Monday, Sep 03, 2007

One answer to all your questions about creating an optimal learning environment (Part 2)

Download this episode (11 min)   
In this episode Nick Drummond and Mats Edin continue talking about a perspective which addresses movement and vertical development in the classroom.

What is really important? What is motivating you and how do you motivate the students? It has to be an authentic answer. Maybe you have never really thought about it or let the students understand that together with you. So you have to find out together with them why what we say and what we do is so important, and allow for that to sink in. Maybe break up into smaller groups (boys and girls separately) to start there and find out. And if it starts to get uncomfortable then that is a great sign. What is motivating you, really? That is the key thing. If the answer is survival, to get your salary and pay your bills, then you have to dig deeper. We are not saying that many teachers think like that. But what is it that we are expressing? Because kids are easily disillusioned and that is why it is so important to give them a much bigger context than we normally give them and to find the answer you have to go deeper than you maybe ever have done before.

So what is life really all about? Are we nothing more than a chemical process? Is life totally meaningless?

We can’t motivate kids to take on a responsibility for life and development by saying that there is no God, there is no meaning, that life is a big accident and totally meaningless and that the brain is nothing more than a chemical process that anybody can manipulate to create some sense of meaning. But that is what materialists say. But if that is true then we are really in serious trouble. As chemical processes we really do have to fight to create something really big, to create meaning and to motivate kids. And if we believe that there is deep meaning to life then we are responsible for what we give to these teenagers and kids. Meaning is not just lying out there, we have to create it. We don’t have to look far. Look around you at the school. Are there people who need your help and presence? If you look around and the answer is yes, then you have the meaning there. Realising that we are responsible for making whatever higher happens. There is no one else who is going to do it. Realising that we are capable of much more than we thought. We are an expression of the highest that life and consciousness has reached. You won’t have to say to the kids to develop, because they will say “I’m just doing what my teacher is doing. She keeps moving all the time. She is always changing and developing. I know what life is about now. I didn’t get it before. She kept saying that we should develop but she didn’t, she just kept doing the same.”

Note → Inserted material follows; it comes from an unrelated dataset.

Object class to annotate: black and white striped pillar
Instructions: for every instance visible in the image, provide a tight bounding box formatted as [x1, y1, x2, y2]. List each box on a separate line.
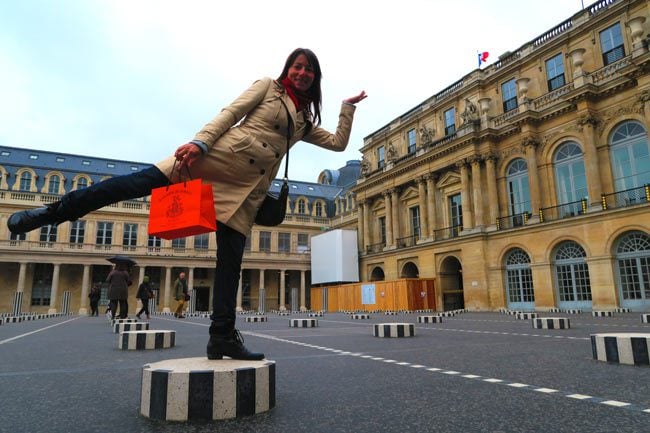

This vertical perspective is implicating and people in Scandinavia, and in particular Sweden, become very suspicious when we start talking about it, because then it implies that they are going to be available. And Swedish people do not want to be available. “I want to have my time for myself. It’s my life!” And Swedish people love to be unhappy. But when you start expressing something else that is deeper than your own inertia you become available and responsible and you discover that life is inherently positive and what it is really all about.